Me condujo hasta el refugio, donde vi mi propio cuerpo tendido, inerte, rodeado por mis compañeros. Todos estaban a mi alrededor, intentando que volviera. Algunos gritaban mi nombre. Otros sostenían mis manos, murmurando oraciones. Fue entonces cuando comprendí: yo no estaba soñando. Mi espíritu había sido arrancado de mi cuerpo para presenciar algo mayor. Algo que estaba por comenzar.

El ser me arrastró fuera de la cabaña, y sin darme tiempo a comprender, comenzamos a movernos a través del borde del manantial, que fluía con una energía más viva que nunca. A medida que ascendíamos por el camino montañoso, el aire se volvía más puro, más antiguo, cargado de un poder ancestral que susurraba secretos olvidados entre las ramas y piedras.

Tras un largo recorrido, llegamos a una cascada monumental, tan alta que parecía que el agua caía desde el mismo cielo. Sus aguas eran tan cristalinas que reflejaban el universo entero. Vi estrellas en su superficie, galaxias enteras dibujadas entre las ondas. Era como si ese lugar estuviera fuera del tiempo, en un rincón oculto del mundo donde los dioses aún caminaban.

Ascendimos junto a la cascada, flotando entre su bruma, hasta alcanzar unos cien metros de altura.
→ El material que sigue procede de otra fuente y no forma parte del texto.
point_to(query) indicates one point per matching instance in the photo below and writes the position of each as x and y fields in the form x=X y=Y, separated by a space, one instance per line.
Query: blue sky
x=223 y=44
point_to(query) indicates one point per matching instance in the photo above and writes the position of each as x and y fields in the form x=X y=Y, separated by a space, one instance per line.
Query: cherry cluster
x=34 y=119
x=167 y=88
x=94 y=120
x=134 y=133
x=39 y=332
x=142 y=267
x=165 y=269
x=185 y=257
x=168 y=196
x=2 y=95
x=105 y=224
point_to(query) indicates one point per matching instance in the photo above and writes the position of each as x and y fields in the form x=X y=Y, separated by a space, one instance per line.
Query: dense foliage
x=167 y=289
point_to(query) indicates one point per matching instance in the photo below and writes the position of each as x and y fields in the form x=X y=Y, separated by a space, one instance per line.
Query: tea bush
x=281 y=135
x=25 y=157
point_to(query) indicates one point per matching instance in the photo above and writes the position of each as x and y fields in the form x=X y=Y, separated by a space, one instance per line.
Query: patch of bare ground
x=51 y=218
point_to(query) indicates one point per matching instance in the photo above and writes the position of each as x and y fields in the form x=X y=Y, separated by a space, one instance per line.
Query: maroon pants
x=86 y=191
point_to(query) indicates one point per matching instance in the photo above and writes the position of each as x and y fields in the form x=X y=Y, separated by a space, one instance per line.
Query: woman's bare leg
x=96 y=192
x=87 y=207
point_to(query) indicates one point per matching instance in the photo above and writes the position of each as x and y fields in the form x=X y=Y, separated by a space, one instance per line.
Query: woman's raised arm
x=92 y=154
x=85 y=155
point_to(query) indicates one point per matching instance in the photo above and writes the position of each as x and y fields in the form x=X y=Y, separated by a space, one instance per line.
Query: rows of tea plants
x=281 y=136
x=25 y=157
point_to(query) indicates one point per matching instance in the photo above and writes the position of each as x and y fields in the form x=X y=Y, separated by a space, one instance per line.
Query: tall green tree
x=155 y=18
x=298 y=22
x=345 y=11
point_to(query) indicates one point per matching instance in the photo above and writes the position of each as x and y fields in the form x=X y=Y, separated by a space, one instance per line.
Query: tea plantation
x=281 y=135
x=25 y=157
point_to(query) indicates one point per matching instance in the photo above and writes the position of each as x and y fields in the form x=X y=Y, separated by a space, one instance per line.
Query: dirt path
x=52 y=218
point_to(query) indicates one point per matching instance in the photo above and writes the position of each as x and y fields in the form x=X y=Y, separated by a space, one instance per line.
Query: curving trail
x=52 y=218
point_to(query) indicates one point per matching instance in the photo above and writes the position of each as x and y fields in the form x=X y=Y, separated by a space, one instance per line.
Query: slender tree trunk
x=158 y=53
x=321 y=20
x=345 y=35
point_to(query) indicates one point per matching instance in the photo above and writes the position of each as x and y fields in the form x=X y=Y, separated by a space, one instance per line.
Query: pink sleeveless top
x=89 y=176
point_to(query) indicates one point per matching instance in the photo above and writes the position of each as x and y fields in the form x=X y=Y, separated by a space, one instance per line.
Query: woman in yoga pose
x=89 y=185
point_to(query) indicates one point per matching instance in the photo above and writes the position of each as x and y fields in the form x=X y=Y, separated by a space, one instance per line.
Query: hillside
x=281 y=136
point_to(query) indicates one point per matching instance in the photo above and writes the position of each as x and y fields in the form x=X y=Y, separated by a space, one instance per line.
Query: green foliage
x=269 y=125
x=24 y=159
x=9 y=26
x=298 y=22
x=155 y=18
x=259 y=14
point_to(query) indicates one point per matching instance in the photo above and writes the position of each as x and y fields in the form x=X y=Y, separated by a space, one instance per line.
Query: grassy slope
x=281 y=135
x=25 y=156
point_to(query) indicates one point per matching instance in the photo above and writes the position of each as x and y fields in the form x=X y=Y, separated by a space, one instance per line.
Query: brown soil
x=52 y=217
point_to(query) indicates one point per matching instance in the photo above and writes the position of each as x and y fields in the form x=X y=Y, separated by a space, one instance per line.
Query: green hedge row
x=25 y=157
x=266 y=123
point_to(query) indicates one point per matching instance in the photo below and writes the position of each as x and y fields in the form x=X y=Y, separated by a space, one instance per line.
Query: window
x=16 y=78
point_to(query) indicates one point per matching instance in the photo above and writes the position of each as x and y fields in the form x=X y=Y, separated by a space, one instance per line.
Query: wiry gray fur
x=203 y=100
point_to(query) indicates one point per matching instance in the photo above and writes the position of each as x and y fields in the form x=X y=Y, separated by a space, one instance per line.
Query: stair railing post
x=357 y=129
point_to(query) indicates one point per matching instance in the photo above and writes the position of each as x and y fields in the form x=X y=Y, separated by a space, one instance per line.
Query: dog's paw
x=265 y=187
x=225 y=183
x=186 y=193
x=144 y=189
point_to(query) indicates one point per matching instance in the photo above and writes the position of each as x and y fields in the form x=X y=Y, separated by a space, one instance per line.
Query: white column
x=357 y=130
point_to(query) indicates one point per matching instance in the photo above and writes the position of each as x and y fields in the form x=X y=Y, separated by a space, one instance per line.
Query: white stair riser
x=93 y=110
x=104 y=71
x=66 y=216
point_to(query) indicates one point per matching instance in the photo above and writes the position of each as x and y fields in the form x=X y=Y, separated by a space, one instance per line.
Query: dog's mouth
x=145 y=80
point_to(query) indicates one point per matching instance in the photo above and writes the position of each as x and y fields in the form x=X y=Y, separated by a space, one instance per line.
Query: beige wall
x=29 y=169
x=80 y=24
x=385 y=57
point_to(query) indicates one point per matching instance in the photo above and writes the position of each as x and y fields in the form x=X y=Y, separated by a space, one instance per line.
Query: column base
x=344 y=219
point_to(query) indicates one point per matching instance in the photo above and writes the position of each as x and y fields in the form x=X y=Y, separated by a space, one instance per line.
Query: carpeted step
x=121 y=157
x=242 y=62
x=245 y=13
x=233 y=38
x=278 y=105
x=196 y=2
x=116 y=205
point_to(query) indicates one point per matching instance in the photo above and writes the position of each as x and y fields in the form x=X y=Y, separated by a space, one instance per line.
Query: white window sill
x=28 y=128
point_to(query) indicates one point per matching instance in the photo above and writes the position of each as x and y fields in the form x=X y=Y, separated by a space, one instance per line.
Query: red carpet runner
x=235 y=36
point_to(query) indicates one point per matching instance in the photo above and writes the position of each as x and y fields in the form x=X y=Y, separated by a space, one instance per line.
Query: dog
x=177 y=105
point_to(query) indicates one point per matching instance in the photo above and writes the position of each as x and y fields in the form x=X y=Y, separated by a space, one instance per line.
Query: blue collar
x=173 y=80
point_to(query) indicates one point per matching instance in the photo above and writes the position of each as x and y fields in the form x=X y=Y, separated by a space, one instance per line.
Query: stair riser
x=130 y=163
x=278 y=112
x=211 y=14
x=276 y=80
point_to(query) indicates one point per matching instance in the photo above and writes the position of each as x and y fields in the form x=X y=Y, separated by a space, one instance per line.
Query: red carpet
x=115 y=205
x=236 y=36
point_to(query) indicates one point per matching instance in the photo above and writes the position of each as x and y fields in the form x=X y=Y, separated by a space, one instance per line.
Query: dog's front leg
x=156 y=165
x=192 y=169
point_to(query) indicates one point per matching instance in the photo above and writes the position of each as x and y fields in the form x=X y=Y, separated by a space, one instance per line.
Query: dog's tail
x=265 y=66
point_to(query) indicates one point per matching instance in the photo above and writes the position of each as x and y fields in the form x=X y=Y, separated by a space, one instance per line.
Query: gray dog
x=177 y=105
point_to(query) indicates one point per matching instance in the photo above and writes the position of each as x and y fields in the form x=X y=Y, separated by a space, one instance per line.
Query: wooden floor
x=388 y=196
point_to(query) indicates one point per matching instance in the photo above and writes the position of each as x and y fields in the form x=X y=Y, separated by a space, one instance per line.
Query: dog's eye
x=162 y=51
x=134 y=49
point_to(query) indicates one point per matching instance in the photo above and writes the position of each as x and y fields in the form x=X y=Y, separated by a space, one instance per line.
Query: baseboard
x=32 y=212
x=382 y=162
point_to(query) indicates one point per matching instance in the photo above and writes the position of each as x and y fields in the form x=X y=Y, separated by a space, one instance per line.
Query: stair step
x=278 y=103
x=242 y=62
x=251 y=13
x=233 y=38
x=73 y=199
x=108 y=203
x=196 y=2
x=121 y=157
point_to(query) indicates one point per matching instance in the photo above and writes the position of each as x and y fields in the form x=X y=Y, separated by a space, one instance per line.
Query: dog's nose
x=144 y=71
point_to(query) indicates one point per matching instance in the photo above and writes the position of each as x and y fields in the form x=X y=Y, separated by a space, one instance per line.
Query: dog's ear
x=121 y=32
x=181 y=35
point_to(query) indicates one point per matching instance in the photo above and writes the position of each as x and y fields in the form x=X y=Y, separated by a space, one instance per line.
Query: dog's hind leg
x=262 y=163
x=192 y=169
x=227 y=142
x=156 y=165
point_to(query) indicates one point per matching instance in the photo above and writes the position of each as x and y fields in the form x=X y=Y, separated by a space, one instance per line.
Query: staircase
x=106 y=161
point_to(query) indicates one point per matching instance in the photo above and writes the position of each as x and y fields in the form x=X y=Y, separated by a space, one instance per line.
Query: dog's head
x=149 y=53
Desde allí, la vista era sobrecogedora. Todo el valle se extendía como una pintura viva: los árboles danzaban al compás del viento, las montañas susurraban su sabiduría antigua, y los ríos cantaban canciones que ningún humano recordaba.

Finalmente, cruzamos las aguas que caían con una fuerza descomunal. Era como caminar contra el rugido del mundo. La presión era tal que, si hubiese puesto el tronco más grande del planeta, lo habría partido en dos como si fuera papel. Pero el ser luminoso me protegía, y juntos atravesamos el velo líquido hasta una cueva oculta tras la cortina de agua.

Allí, en la penumbra húmeda y mística, descubrí un portón colosal. Estaba hecho de oro bruñido, tallado con un arte tan preciso que parecía obra de las estrellas mismas. En cada esquina, un dragón esculpido con tal simetría que, si los unías, formaban un cuadrado perfecto. Y en el centro… uno más grande, el mayor de todos, con las alas desplegadas como si volara eternamente hacia el firmamento.

Y entonces, una voz. Ronca. Profunda. Fría como el acero. No vino de la cueva, sino de dentro de mi mente. Resonó como un eco eterno.